Иоанна переживала опасный для окружающих мужчин период жизни – между возрастом их матери и возрастом любовницы. Поэтому эротическое очарование материнства было не слишком откровенно и им можно было наслаждаться вволю. Представлять свое лицо погруженным в пену кружев, ощущая слабый запах розовой воды и пудры, бархатистость кожи, покрытой персиковым пушком, уже не столь свежей и упругой, но теплой, шелковистой, мягкой, словно замша. По рекомендации княгини Яблоновской двадцатипятилетний ксендз с разбитым сердцем получил от короля Августа II назначение в Фирлеюв и принял этот небольшой приход. Перевез свою библиотеку и сколотил для нее красивые резные витрины. Собственных книг у него было сорок семь; прочие он заимствовал из монастырских собраний, в епископстве, в поместьях магнатов, где они чаще всего лежали с неразрезанными страницами, в качестве сувениров, привезенных из заграничных вояжей. Первые два года оказались тяжелы. Особенно зимы. Тогда ксендз перенапряг глаза, потому что быстро темнело, а он не мог остановиться. Он написал две странные книжки: «Бегство святых к Богу» и «Путешествие в иной мир», которые не решился опубликовать под своим именем. В отличие от молитвенника, эти труды не получили особой известности и затерялись. Несколько экземпляров ксендз хранит здесь, в Фирлеюве, в специальном сундуке, который приказал обить железом и снабдить крепкими замками на случай пожара, кражи и иных возможных катаклизмов, от которых не застрахованы обычные человеческие библиотеки. Он точно помнит форму молитвенника и запах его переплета из простой темной кожи. Странно, но помнит он и прикосновение руки Иоанны Яблоновской: у нее была такая привычка – умиротворяюще накрывать его ладонь своей. И еще кое-что: он помнит нежную мягкость прохладной щеки, когда, совершенно обезумев от любви, Бенедикт однажды осмелился поцеловать хозяйку.

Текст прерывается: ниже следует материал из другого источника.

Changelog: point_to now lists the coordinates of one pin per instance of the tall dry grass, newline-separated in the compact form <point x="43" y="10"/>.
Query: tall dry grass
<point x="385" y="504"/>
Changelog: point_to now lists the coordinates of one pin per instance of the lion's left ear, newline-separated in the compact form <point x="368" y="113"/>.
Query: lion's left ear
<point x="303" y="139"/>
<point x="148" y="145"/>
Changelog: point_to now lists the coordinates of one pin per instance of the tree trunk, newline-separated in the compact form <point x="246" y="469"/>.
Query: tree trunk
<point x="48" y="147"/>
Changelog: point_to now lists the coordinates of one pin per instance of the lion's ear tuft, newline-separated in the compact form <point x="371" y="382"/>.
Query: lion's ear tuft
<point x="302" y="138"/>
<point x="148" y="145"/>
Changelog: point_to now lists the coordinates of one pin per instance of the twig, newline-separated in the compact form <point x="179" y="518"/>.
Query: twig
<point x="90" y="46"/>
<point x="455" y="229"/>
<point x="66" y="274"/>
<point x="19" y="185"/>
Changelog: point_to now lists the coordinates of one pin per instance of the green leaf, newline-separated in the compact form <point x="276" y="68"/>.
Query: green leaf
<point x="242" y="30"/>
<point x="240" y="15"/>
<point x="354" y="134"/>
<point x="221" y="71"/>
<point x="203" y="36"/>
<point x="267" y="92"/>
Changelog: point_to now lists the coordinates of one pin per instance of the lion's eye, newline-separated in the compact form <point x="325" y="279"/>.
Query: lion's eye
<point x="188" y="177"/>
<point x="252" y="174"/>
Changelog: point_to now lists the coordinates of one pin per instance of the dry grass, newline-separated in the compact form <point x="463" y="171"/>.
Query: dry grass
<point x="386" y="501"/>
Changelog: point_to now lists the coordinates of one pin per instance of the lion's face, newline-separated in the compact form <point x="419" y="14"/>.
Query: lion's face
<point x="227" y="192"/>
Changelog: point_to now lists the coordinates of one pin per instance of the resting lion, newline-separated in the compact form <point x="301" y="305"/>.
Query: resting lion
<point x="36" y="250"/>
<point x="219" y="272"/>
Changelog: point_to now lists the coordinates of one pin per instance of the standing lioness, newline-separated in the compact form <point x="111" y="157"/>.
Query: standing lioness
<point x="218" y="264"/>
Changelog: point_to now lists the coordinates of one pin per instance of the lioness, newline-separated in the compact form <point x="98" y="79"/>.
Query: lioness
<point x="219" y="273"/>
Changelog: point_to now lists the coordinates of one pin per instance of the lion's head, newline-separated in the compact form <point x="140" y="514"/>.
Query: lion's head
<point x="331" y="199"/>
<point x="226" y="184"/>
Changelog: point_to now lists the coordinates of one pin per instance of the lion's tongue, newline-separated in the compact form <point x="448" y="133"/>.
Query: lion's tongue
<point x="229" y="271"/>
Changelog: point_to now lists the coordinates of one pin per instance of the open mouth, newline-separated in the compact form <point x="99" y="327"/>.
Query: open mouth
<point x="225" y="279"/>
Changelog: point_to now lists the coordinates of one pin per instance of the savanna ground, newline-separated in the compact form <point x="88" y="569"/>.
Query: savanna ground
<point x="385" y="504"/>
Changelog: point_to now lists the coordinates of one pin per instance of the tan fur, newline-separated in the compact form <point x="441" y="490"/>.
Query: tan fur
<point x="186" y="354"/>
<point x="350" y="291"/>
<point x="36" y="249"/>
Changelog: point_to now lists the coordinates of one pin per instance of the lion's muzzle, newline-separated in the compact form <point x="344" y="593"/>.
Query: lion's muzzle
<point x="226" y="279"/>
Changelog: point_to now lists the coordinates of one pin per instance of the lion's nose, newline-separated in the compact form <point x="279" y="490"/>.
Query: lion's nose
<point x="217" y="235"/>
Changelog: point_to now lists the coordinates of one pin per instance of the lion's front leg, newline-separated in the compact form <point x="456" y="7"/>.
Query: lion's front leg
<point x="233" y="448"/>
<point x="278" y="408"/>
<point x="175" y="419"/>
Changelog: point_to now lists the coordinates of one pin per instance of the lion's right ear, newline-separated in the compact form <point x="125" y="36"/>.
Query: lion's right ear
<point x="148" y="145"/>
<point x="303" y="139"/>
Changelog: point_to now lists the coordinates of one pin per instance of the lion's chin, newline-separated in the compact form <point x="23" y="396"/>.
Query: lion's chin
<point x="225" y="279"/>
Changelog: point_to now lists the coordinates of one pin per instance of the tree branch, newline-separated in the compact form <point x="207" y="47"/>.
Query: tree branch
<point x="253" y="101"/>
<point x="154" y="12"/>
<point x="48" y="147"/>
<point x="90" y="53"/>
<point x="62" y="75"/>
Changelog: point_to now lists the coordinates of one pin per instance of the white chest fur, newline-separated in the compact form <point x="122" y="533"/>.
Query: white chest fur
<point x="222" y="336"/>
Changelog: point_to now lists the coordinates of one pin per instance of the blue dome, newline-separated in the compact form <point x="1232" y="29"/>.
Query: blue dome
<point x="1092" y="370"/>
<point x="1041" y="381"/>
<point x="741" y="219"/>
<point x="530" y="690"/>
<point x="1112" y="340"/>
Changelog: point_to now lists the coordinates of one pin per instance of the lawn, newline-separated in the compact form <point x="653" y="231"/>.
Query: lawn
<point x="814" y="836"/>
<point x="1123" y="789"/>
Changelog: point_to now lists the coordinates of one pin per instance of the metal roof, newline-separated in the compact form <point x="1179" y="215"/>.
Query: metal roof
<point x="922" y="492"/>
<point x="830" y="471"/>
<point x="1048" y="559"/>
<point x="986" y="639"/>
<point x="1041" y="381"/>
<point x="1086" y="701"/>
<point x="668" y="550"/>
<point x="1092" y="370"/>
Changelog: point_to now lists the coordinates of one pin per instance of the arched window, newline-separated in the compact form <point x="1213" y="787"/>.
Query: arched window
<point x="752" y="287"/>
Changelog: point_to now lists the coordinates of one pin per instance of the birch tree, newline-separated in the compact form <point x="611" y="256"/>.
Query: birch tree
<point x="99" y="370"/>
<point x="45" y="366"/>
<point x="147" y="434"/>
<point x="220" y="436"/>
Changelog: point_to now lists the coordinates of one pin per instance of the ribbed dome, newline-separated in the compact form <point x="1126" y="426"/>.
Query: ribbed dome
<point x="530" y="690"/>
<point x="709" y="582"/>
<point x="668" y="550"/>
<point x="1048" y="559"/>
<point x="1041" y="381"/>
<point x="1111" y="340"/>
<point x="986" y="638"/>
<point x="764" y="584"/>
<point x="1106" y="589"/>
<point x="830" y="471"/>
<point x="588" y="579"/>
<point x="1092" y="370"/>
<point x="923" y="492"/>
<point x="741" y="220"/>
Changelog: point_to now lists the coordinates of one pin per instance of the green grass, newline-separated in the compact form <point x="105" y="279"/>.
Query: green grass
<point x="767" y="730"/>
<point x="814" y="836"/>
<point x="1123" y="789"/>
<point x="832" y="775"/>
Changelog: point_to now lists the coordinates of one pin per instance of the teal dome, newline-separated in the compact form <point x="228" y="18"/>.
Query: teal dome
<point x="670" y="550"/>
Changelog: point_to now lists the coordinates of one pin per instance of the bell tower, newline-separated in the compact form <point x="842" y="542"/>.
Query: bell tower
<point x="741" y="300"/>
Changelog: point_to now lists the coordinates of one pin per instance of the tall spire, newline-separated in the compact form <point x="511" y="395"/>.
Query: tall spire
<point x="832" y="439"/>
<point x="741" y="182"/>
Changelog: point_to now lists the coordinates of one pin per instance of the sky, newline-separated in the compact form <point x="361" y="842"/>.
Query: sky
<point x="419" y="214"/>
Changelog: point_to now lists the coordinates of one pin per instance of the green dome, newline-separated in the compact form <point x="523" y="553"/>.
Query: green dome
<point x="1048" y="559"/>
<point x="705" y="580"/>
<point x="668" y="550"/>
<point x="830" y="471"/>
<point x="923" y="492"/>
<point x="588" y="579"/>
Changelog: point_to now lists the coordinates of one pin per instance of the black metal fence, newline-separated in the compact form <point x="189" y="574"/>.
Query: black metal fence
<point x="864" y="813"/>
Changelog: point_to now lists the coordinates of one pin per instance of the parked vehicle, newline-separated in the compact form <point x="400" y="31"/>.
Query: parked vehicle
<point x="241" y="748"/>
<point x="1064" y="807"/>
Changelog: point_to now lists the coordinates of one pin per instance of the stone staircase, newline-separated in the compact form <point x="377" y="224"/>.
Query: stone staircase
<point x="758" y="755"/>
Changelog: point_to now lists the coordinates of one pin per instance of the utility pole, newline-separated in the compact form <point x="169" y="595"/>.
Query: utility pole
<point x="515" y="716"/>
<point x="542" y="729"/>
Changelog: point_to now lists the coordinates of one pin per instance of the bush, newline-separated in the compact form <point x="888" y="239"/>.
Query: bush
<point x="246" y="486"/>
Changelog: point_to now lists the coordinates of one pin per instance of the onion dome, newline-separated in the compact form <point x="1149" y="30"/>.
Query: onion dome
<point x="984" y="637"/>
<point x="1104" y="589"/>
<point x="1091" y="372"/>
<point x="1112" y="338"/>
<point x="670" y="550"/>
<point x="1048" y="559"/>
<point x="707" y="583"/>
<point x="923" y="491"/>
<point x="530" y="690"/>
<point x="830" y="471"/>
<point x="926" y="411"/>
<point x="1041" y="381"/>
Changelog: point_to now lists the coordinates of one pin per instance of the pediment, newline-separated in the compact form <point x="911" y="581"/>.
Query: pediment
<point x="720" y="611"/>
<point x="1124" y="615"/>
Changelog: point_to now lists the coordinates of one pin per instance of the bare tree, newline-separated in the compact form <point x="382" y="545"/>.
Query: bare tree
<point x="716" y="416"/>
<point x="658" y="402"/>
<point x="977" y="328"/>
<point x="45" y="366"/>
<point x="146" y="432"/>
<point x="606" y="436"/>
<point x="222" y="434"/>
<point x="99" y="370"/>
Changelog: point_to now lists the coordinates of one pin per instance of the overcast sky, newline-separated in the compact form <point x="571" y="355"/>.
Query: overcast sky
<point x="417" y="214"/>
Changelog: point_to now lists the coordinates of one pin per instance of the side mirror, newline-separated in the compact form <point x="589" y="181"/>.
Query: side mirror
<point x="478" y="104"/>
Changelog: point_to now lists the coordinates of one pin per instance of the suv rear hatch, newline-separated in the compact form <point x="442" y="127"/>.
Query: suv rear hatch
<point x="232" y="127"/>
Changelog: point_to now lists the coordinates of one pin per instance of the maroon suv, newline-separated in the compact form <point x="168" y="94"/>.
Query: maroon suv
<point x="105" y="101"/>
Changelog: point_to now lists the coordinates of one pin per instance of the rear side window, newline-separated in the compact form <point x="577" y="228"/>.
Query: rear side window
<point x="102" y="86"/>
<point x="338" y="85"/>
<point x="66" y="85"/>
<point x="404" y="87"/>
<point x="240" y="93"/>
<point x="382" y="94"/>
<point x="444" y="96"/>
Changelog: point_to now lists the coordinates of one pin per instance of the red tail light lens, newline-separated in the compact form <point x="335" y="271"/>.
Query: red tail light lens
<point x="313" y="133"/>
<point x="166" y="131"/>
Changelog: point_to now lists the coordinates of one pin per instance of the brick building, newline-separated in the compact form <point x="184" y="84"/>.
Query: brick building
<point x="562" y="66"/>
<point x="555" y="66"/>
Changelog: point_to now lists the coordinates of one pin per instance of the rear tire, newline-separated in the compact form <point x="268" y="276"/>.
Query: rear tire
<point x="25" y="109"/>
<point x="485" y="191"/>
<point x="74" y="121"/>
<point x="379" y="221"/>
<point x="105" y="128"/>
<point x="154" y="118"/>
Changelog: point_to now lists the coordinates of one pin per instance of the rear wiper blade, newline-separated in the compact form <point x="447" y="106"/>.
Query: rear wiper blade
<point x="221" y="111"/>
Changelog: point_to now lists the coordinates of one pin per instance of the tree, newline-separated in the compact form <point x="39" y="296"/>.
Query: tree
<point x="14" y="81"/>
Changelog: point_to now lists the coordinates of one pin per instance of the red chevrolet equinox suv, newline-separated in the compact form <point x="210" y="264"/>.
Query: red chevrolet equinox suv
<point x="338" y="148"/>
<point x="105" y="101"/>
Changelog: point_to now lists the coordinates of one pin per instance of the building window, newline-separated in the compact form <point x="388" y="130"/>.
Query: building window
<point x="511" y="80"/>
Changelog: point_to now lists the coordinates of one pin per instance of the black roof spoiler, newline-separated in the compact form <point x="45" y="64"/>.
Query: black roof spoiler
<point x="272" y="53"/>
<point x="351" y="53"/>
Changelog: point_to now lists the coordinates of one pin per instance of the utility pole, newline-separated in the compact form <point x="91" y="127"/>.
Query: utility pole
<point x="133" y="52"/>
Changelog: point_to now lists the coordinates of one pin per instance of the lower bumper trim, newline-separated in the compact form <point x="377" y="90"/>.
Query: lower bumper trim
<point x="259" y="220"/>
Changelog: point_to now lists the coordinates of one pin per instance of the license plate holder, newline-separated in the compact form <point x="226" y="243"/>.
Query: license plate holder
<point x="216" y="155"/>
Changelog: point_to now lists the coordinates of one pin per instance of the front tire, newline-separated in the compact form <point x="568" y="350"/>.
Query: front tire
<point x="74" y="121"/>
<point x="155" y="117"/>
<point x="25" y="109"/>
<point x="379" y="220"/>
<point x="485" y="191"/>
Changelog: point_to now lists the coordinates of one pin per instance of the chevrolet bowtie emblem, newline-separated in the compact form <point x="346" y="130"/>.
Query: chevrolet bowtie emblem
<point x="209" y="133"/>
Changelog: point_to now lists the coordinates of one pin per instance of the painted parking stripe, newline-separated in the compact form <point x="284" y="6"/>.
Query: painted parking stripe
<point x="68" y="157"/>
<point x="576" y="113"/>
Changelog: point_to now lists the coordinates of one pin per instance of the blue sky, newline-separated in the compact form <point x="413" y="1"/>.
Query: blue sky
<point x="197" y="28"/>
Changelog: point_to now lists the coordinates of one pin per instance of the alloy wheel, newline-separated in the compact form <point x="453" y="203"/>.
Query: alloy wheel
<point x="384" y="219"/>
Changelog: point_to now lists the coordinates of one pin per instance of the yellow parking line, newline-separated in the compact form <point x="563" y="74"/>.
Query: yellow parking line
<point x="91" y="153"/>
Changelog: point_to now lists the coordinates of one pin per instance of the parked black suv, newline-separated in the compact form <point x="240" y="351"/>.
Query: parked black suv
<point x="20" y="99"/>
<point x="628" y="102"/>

Вот и вся его жизнь: изложение ее, пожалуй, заняло бы не больше места, чем название. Его возлюбленная умерла до того, как вышли «Новые Афины», а ведь и эту книгу породила любовь.
Однако это странное стечение обстоятельств даровано ему Провидением, вероятно, затем, чтобы он задумался о своей жизни. В каштелянше Коссаковской ксендз разглядел черты ее старшей сестры, княгини Яблоновской, на службе у которой не один год провела пани Дружбацкая. Она даже сказала, что присутствовала при кончине Иоанны Марии. Это смутило покой ксендза: Дружбацкая предстала посланницей из прошлого. Прикосновение, щека, ладонь той каким-то образом перешли к этой. Всё уже не так пронзительно и ярко, всё сделалось размытым и нечетким. Как сон, который тает при пробуждении, рассеивается, словно туман над полями. Ксендзу это не очень понятно, но он и не стремится понять. Люди, которые пишут книги, – приходит ему в голову, – не хотят иметь свою историю. Да и зачем? По сравнению с написанным она всегда будет выглядеть скучной и пресной. Ксендз сидит, держа на весу уже высохшее перо. Наконец свеча догорает, с коротким шипением гаснет – и отец Хмелёвский погружается во тьму.
Ксендз Хмелёвский пытается написать письмо пани Дружбацкой
Ксендз Хмелёвский не удовлетворен тем, что ему удалось сказать во время визита пани Дружбацкой. Собственно, сказать мало что удалось – вероятно, по причине врожденной застенчивости. Он все только хвастался, таскал гостью по камням, холоду и сырости. Сама мысль о том, что эта мудрая и образованная женщина могла принять его за глупца и невежу, раздражает ксендза. Это беспокоит его, и в конце концов он решает, что напишет пани Дружбацкой письмо, в котором изложит свои аргументы.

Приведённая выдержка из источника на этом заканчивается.